Once you call, the 'technician' asks for remote access to 'fix' the infection. They then show you fake system logs, task manager output, or scripted 'virus scans' that look alarming to a non-expert — and charge $150–$500 for a problem that never existed. Some also install real malware while they have access.
🚩 Red flags to watch for
- ▶Any pop-up, alert, or browser page that includes a phone number. Real operating system alerts and antivirus software never include a support phone number in a browser window.
- ▶The window is difficult or impossible to close normally — Ctrl+W, Cmd+W, or the X button don't respond as expected.
- ▶Alarming audio: a robotic voice repeating warnings, a siren, or a loud looping alert.
- ▶The warning claims to be from Microsoft Windows Defender, Apple Security, or 'Windows Support'.
- ▶The URL in the address bar is nothing like microsoft.com or apple.com — it's usually a random domain or IP address.
- ▶The warning accuses you of visiting illegal content or having malware associated with a crime — a deliberate fear tactic designed to prevent you thinking clearly.
✅ What to do
- 1Force-close your browser immediately: on Windows, press Ctrl+Shift+Esc to open Task Manager and End Task on the browser. On Mac, press Cmd+Option+Esc to Force Quit.
- 2Do NOT call the number — calling is the point of the scam.
- 3Restart your browser. If the page reloads automatically on startup, close it immediately before it loads.
- 4Run a real, reputable virus scan. Malwarebytes free edition is a solid starting point for both Windows and Mac.

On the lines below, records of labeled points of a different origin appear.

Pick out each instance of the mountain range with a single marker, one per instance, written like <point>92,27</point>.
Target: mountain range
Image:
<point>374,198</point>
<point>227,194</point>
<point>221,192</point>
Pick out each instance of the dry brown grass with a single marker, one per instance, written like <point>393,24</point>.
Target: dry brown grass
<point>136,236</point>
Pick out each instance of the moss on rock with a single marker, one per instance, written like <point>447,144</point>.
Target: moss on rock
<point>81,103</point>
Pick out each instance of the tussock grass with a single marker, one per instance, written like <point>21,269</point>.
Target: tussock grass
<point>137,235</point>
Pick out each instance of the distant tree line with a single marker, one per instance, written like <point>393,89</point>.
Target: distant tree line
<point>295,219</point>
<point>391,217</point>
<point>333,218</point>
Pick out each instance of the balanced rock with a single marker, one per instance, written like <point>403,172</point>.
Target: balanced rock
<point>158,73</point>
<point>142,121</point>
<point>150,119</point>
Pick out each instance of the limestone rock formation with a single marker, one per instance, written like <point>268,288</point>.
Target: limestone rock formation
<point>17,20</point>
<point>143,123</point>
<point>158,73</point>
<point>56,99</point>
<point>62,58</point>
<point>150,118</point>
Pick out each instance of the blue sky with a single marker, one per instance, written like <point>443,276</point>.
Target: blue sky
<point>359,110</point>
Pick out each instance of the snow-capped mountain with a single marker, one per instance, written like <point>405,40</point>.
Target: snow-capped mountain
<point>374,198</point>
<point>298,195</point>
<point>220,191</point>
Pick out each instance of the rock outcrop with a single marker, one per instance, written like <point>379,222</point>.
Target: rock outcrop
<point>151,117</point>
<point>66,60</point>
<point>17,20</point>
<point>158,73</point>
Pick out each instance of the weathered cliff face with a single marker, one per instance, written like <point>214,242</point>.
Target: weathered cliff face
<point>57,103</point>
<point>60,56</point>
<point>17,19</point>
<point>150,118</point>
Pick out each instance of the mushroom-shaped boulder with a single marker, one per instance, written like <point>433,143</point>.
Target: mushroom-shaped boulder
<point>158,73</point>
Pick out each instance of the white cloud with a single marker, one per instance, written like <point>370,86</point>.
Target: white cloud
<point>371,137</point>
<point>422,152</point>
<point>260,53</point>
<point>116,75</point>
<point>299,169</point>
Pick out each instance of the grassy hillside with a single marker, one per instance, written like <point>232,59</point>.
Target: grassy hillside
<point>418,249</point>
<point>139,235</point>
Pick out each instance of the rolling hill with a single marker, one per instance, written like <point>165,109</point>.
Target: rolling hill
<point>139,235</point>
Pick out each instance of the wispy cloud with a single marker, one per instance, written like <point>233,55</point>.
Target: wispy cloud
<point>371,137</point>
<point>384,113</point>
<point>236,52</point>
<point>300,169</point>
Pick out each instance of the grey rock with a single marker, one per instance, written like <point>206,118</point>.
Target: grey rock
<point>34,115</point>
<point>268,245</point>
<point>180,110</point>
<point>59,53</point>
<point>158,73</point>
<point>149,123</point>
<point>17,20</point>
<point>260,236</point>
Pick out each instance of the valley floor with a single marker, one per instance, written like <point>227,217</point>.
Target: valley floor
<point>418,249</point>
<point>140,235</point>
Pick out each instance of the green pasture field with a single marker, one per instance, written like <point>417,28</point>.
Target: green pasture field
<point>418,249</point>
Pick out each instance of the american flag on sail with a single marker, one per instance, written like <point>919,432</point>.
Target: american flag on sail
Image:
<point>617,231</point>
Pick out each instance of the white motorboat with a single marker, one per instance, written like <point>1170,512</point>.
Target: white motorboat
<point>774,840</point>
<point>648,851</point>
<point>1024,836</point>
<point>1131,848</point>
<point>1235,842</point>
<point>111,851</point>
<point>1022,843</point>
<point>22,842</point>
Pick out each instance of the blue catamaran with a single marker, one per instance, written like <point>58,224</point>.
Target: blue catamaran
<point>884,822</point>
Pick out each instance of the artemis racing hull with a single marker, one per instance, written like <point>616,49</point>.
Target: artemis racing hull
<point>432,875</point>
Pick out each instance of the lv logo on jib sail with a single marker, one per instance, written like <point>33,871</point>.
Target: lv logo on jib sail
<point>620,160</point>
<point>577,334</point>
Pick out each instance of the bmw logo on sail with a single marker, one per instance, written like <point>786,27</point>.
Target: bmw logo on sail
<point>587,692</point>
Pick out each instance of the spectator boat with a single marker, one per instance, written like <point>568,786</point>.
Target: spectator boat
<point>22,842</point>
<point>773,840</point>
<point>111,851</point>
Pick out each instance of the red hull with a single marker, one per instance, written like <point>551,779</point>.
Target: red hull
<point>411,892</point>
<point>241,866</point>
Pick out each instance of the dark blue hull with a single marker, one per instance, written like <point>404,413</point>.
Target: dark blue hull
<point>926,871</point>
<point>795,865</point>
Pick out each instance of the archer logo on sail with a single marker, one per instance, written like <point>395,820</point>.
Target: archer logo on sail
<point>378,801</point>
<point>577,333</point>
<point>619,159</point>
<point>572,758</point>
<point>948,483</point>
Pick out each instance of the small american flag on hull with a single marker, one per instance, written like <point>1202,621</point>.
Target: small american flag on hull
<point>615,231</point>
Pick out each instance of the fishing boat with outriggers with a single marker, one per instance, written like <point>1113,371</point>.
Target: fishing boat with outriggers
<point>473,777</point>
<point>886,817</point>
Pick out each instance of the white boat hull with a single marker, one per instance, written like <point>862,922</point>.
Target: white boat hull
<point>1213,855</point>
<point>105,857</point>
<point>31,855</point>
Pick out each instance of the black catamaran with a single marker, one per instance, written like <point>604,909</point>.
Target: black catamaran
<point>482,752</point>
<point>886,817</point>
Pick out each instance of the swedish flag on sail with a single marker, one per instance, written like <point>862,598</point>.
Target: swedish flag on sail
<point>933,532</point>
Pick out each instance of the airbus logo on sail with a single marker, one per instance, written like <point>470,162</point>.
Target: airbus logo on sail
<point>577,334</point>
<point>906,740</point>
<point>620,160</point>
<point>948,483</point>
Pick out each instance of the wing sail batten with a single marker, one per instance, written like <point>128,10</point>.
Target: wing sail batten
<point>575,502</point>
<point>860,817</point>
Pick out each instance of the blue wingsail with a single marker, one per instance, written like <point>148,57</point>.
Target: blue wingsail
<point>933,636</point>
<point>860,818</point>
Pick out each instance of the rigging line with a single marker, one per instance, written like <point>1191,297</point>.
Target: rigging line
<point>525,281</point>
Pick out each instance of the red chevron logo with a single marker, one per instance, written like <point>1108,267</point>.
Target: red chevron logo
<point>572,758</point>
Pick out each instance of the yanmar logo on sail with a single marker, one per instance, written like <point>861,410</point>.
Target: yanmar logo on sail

- 5If you called and gave remote access: disconnect your computer from the internet (unplug ethernet or turn off Wi-Fi), run a full scan, and change passwords for your email, banking, and other important accounts from a different device.
- 6Install a reputable ad blocker (uBlock Origin is free and widely trusted) — many of these pages are reached via deceptive search ads.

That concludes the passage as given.